En 2008, alors que son père approche de l’âge de la retraite, la question commence à se poser sérieusement. Anne est alors conseillère de gestion dans la filière agricole
Réfléchir à ce projet en couple, en discuter en famille… La décision est prise quatre années avant le départ de son père, Daniel Trollé, en retraite : Anne se lance dans l’aventure familiale. Un soulagement pour son père. “J’avais peur que les efforts réalisés pour cette agriculture biologique soient anéantis par quelqu’un qui reprendrait la ferme en agriculture conventionnelle“, confie-t-il, qui fut l’un des premiers à se convertir au bio en 1998.
Lire aussi notre article : Avant de s’installer, quel statut choisir ?
En 2012, Anne reprend donc les rênes de l’exploitation sous le statut d’entreprise individuelle. Son père l’épaule en tant qu’aide familial pendant deux ans, avec un salarié à temps plein. Cette mère de famille poursuit l’engagement de son père pour une agriculture plus respectueuse de l’environnement.
Face aux réticences des banques à accompagner un projet en bio affichant des rendements moins importants que ceux habituels de la région, ils choisissent le dispositif du prêt familial, plus simple et moins contraignant à mettre en place qu’un prêt à la banque.
Les biens ont été estimés par un expert agricole et le prêt consenti par ses parents “avec le même taux que celui du prêt bonifié“, précise Anne. Bien que ce dispositif soit un accord commun entre le cédant et le repreneur, il peut s’avérer compliqué pour la famille en cas de retard de paiement. “Cela nécessite d’en discuter en famille.” Heureusement, ses parents sont des interlocuteurs compréhensifs et impliqués. “Si j’ai un peu de retard, je ne vais pas payer d’agios“, confie-t-elle en souriant.
Pour Daniel, ce dispositif a simplifié la transmission.
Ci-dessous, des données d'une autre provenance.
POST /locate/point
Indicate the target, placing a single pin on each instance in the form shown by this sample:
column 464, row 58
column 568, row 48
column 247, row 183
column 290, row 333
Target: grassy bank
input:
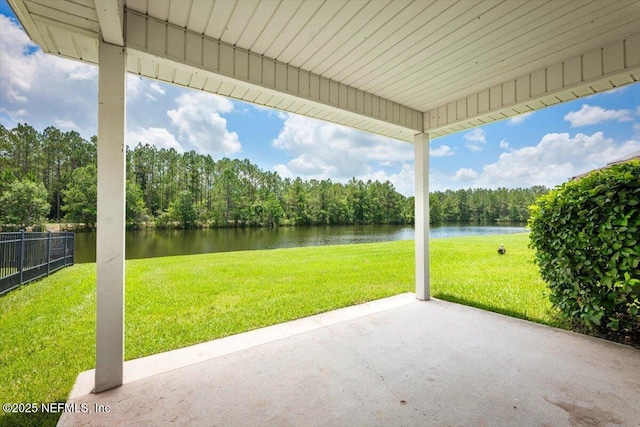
column 47, row 327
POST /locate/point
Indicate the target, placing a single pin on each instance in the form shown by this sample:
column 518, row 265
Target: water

Un projet bien accueilli par ses frères et sœurs, heureux que l’exploitation puisse rester dans la famille.
Relire le premier épisode de notre série : Revenir sur la ferme de son grand-père
Pour cette gestionnaire, reprendre la ferme posait à la fois des questions techniques, pour réussir à être performante en agriculture biologique ; des questions financières, pour équilibrer les comptes, et avoir un revenu ; ainsi que des questions d’organisation du travail.
“Mon père travaillait beaucoup plus en nombre d’heures, j’ai fait le choix d’être plus présente avec mes enfants“, dit-elle. Anne a commencé par simplifier le système de culture en arrêtant la production de pommes de terre ainsi que la production de légumes de plein champ. Ce qui lui plaît le plus dans ce métier ? C’est de travailler dans la nature dans un cadre privilégié.
Elle est aujourd’hui à la tête d’un verger de 3,5 hectares, d’un élevage de 15 vaches blondes d’Aquitaine, de 50 hectares de terres pour des cultures céréalières (blé, orge et avoine) ainsi que des prairies temporaires pour la production de foin pour l’hiver. Cette production d’herbe lui évite d’acheter des fourrages à l’extérieur.
“La vulnérabilité par rapport au climat est ce qu’il y a de plus difficile. On vient de passer un été très compliqué. Il va falloir sans cesse s’adapter“, explique-t-elle. Pour faire face, elle participe notamment à des essais avec “Initiatives paysannes” pour produire du blé ancien, plus vigoureux que les blés actuels. Un travail de recherche et de diversification de longue haleine pour maintenir un modèle d’agriculture biologique performant qu’avait initié son père avant elle.